The key to this conventional wisdom is clearly Auburn, not Florida. When LSU beat Auburn, they competed in the West. And until this past year, the home team had won the LSU-Auburn matchup since 2000.
But what now? LSU beat Auburn on the road in 2008. And Auburn appears to be on the ropes and fading fast. After a very tough season, Tubby is out, Chizik is in, and nobody seems to think that's anything other than an Auburn disaster. Assuming they're right, is the "Odd Year" conventional wisdom still applicable?
No. LSU's road to Atlanta and a future BCS championship game will be just as tough in the odd years as it has been in the even years.
Why? Because the conference has significantly changed. Alabama is back and they're not going anywhere unless Saban's ego pushes him into insanity again. That may not happen. Ole Miss has a good QB, a very good football coach, and - with Mississippi State struggling again - they may just be able to haul in enough 4 stars to make a run at the West on occassion. And who knows what Arkansas is going to do in ANY year? They've got LSU's number lately, that's fo sho. Florida will continue to roll, although a resurgent Florida State and Miami may take a bite out of Urban Meyer's classy recruiting business. Georgia still has a great coaching staff, tons of talent, and are recruiting very, very well. Tennessee, like Mississippi State and Auburn, appears to be in a downward spiral. But the difference there is that Tennessee (I think) can recruit themselves right back into the thick of the SEC East in just a year or two. Not so much with Auburn and Mississippi State in the West.
So how does that play out?
In 2009, LSU's significant home games will be Florida, Auburn and Arkansas. We've already established that the Florida series is a toss-up and Arkansas is completely unpredictable. The Tigers could very easily lose both those games any season - as recent history clearly shows. Assuming Auburn is tumbling down mediocrity mountain, we'll call that one a more secure W. LSU's significant away games in 2009 will be Georgia, Alabama and Ole Miss. Ouch. That looks tough. All told, I think it's a toss up whether LSU is more likely to struggle at home or away in 2009. Maybe both? With a new DC (God, please!) and mystery of all mysteries at QB? 2009 may be the most unpredictable LSU football season in recent memory.
In 2010, LSU plays Florida, Auburn and Arkansas away, with a similar analysis. Of course, Auburn may have recovered a bit, but Arkansas will probably be as good as they're going to be under Petrino by then. The home schedule includes Tennessee, Alabama and Ole Miss. Arguably our toughest challenge, especially if Tennessee has recovered under thier new coach by then. LSU, by 2010, will have secured it's defensive schemes, settled in at QB, and have some of the 2009 recruiting class playing as sophomores. If I had to pick the next year that LSU is likely to compete for the SEC title again, I'd say it's 2010.

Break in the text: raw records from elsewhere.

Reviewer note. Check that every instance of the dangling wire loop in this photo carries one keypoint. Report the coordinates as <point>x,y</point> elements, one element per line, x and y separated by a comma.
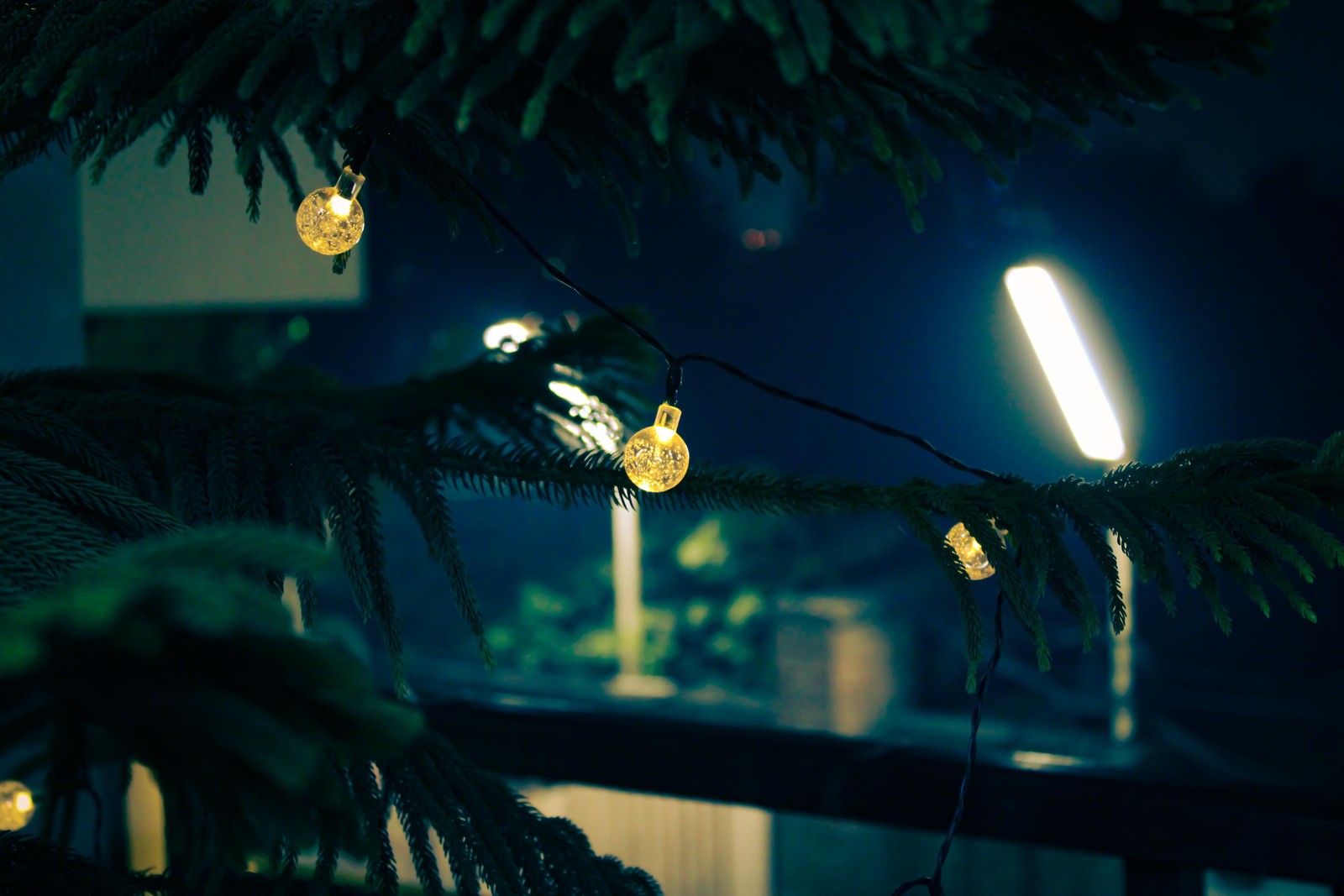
<point>934,882</point>
<point>675,363</point>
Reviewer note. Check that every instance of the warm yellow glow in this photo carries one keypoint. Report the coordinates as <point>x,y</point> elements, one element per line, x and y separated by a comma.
<point>145,835</point>
<point>1066,363</point>
<point>331,221</point>
<point>323,228</point>
<point>969,551</point>
<point>656,458</point>
<point>1032,759</point>
<point>17,805</point>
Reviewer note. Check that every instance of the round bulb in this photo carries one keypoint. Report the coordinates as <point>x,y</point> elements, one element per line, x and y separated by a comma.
<point>17,805</point>
<point>656,458</point>
<point>969,553</point>
<point>331,221</point>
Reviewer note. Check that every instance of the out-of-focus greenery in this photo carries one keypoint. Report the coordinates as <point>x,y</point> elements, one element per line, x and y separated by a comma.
<point>711,589</point>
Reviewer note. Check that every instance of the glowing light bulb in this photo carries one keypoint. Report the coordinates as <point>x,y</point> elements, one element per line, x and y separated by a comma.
<point>969,553</point>
<point>17,805</point>
<point>331,221</point>
<point>656,458</point>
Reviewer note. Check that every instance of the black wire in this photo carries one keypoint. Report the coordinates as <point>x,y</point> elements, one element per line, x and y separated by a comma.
<point>934,883</point>
<point>675,364</point>
<point>843,414</point>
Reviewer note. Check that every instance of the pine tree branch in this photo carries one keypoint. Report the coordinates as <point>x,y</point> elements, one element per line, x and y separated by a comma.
<point>449,87</point>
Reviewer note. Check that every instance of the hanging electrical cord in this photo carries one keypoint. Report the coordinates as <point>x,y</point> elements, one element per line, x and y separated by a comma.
<point>678,362</point>
<point>934,882</point>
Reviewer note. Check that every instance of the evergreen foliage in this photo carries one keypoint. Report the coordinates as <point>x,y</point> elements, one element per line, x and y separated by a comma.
<point>150,520</point>
<point>622,93</point>
<point>172,652</point>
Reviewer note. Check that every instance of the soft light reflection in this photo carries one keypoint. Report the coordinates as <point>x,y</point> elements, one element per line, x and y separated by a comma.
<point>17,805</point>
<point>506,336</point>
<point>1032,759</point>
<point>1066,363</point>
<point>593,425</point>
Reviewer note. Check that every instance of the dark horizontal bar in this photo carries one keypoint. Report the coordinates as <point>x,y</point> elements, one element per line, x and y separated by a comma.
<point>1229,826</point>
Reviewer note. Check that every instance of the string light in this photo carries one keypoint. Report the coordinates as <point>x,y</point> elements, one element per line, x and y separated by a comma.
<point>656,458</point>
<point>971,553</point>
<point>17,805</point>
<point>331,221</point>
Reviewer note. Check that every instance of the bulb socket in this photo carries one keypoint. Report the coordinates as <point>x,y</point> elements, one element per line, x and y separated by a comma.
<point>349,184</point>
<point>669,417</point>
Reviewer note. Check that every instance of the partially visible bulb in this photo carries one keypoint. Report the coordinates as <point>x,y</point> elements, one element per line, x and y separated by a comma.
<point>331,221</point>
<point>656,458</point>
<point>969,551</point>
<point>17,805</point>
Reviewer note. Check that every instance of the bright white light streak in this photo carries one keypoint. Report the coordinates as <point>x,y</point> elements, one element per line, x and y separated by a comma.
<point>1068,367</point>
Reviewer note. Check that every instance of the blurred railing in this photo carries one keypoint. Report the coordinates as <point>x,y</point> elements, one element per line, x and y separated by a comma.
<point>1167,832</point>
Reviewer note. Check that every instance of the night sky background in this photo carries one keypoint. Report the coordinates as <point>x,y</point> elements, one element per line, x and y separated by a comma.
<point>1207,244</point>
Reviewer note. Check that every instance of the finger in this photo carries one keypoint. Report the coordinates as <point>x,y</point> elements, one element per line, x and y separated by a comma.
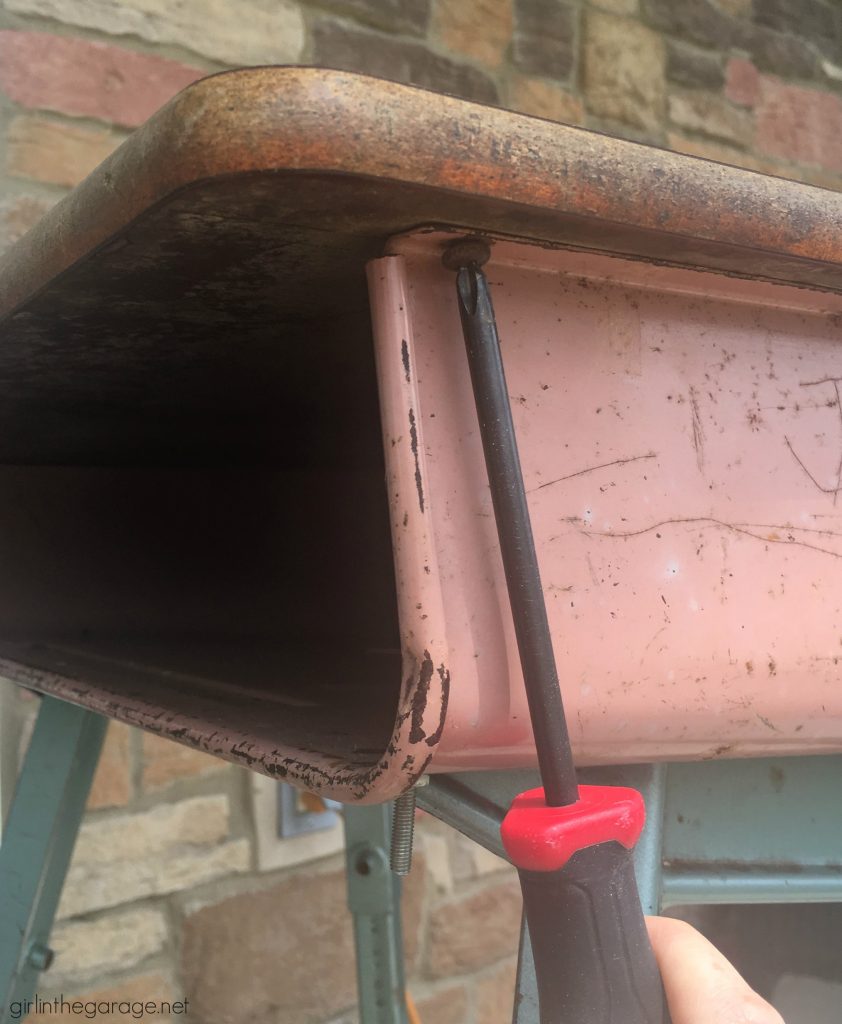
<point>702,986</point>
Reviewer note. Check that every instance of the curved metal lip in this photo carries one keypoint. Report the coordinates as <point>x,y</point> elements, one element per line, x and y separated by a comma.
<point>313,121</point>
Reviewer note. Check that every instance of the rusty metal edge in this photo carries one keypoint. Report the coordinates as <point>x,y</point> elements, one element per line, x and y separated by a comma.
<point>330,122</point>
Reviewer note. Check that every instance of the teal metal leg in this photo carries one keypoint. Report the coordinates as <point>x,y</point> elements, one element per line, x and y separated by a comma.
<point>38,841</point>
<point>374,899</point>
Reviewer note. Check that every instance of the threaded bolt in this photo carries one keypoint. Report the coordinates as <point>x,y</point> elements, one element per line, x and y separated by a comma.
<point>403,830</point>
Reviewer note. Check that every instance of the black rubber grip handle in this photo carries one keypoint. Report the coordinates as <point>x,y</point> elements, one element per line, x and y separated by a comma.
<point>593,960</point>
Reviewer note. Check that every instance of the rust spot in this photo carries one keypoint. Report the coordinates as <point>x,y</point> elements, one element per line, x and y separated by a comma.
<point>445,676</point>
<point>414,445</point>
<point>419,699</point>
<point>405,358</point>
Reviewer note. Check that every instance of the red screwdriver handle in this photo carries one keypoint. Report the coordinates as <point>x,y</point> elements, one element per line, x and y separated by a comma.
<point>593,960</point>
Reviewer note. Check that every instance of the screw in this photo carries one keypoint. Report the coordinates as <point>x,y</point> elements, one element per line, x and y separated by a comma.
<point>41,956</point>
<point>403,828</point>
<point>466,251</point>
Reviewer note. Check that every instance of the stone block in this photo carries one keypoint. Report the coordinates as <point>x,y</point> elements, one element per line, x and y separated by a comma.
<point>711,115</point>
<point>252,32</point>
<point>781,54</point>
<point>284,954</point>
<point>124,1003</point>
<point>18,214</point>
<point>814,20</point>
<point>722,154</point>
<point>55,152</point>
<point>111,942</point>
<point>627,7</point>
<point>545,99</point>
<point>391,15</point>
<point>700,22</point>
<point>799,124</point>
<point>742,82</point>
<point>474,931</point>
<point>112,782</point>
<point>336,45</point>
<point>166,762</point>
<point>449,1006</point>
<point>495,994</point>
<point>130,856</point>
<point>693,68</point>
<point>88,79</point>
<point>545,38</point>
<point>624,71</point>
<point>479,30</point>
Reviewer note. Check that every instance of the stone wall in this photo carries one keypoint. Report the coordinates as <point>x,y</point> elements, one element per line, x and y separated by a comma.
<point>166,898</point>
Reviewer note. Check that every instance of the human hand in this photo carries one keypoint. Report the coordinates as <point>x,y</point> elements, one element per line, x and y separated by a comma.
<point>702,986</point>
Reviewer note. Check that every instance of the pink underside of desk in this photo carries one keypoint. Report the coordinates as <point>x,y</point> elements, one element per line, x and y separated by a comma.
<point>681,442</point>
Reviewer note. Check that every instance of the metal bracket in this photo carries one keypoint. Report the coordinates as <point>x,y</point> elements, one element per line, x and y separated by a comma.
<point>38,840</point>
<point>374,899</point>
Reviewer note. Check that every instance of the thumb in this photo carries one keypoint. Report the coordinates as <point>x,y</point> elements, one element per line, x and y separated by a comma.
<point>702,986</point>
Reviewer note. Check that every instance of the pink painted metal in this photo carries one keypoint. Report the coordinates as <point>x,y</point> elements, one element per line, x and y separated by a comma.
<point>681,440</point>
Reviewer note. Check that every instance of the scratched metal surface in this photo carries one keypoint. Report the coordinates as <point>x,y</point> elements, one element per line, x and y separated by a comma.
<point>199,303</point>
<point>681,441</point>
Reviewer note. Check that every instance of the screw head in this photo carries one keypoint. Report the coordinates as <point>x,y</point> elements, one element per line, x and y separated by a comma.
<point>464,252</point>
<point>41,956</point>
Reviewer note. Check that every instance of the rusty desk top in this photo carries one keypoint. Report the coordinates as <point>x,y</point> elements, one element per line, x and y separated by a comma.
<point>216,261</point>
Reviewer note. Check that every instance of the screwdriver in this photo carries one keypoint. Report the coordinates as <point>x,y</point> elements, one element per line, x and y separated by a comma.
<point>572,845</point>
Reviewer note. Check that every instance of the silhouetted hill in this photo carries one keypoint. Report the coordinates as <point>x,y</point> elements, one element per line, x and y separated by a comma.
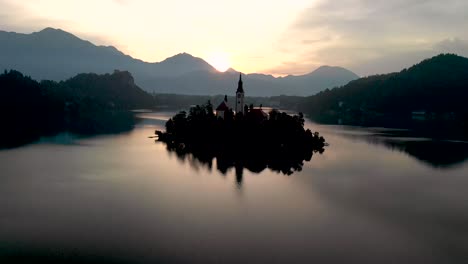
<point>212,83</point>
<point>436,88</point>
<point>57,55</point>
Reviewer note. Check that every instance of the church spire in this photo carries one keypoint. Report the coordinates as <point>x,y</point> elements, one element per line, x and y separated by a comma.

So, the conventional wisdom that says our season depends on playing Auburn and Florida at home is over. It was valid - at least in the case of Auburn - until this past year.
Now, the conventional wisdom will be - what? Even years because we have Alabama at home? Maybe. But I doubt it.
I don't think there will be any conventional scheduling wisdom for awhile. The SEC may be reaching a level of parity that will make any season a contender-possibility for up to 3 teams in each division. Lots of drama. I'm just hoping that we can get an SEC team through the championship game each year with only 1 loss so that they can compete for the big show. That might be another casualty of too much parity.